Above: Bradley L. Bowers, founder of an eponymous industrial design studio based in New Orleans whose cloudlike paper Halo Light draws on celestial forms, wears a meteorite-dial Oyster Perpetual Cosmograph Daytona in Everose. $41,000. rolex.com.
The earth seems to get smaller every day, as its farthest reaches are increasingly accessible to even the most novice travelers. It’s no surprise, then, that in recent decades our collective attention—and wanderlust—has turned toward the heavens. Among those dreamers are titans of contemporary commerce with childhood dreams to fulfill, and Rolex, which is tapping into the zeitgeist—and the great unknown. The Swiss watch brand has taken inspiration from extreme travel and exploration since the early 1950s (see Rolex’s Explorer, Submariner, and Sea-Dweller models) and, with one of its latest introductions, is putting cosmic material to earthly use.
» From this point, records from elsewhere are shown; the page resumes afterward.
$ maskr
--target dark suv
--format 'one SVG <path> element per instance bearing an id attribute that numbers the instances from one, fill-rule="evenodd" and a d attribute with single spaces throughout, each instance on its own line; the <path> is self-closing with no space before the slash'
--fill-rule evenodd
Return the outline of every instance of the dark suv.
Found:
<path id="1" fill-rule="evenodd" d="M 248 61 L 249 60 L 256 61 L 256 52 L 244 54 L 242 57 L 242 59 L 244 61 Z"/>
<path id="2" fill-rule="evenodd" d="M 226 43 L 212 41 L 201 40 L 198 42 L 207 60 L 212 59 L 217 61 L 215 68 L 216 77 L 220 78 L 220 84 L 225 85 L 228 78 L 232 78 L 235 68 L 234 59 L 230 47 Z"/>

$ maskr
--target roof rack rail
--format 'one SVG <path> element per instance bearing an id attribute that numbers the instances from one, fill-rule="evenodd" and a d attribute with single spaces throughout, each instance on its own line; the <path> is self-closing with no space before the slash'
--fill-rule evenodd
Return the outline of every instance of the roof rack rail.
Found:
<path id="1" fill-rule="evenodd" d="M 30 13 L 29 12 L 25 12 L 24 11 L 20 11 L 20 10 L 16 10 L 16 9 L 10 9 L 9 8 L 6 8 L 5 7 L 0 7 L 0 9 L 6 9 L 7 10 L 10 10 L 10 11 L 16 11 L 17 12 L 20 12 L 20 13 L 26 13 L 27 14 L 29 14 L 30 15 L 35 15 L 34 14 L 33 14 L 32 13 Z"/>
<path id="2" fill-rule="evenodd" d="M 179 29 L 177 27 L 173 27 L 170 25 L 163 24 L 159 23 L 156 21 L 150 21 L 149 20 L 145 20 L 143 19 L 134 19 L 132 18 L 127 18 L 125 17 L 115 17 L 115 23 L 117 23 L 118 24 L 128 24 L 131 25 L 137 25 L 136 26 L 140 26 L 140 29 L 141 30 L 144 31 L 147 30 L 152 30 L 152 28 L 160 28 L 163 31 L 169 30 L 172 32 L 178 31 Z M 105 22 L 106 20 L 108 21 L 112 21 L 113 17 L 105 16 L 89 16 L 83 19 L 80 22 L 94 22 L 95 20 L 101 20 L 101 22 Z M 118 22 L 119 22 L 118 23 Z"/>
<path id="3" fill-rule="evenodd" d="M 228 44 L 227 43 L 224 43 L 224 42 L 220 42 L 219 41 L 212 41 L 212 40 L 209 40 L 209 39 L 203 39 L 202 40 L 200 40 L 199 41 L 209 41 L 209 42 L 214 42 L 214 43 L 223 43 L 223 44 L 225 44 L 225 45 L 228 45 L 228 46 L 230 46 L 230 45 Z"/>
The 40-millimeter Oyster Perpetual Cosmograph Daytona is among Rolex’s most desirable models, but to acquire one in stainless steel with a simple black or white dial at retail, your wait will be counted in years. Released in 1963, the Daytona is a chronograph originally designed for racecar drivers with the technical requisite of a tachymetric bezel. (It was also intended for cosmonauts to wear in space—hence the name.) The dial on this new incarnation, the case of which comes in white, yellow, or Everose gold, is made from a sliver of meteorite, which was collected from fragments of an asteroid that exploded millions of years ago and traveled across the solar system. Even watch collectors, a cohort generally wedded to precision and uniformity, will be bewitched by the unpredictable metallic patterns found on each dial, with its unique crystallized formations that were set in motion by forces light-years away. It is a rare instrument that captures every instant with accuracy and, at the same time, also reveals a glimpse of the infinite.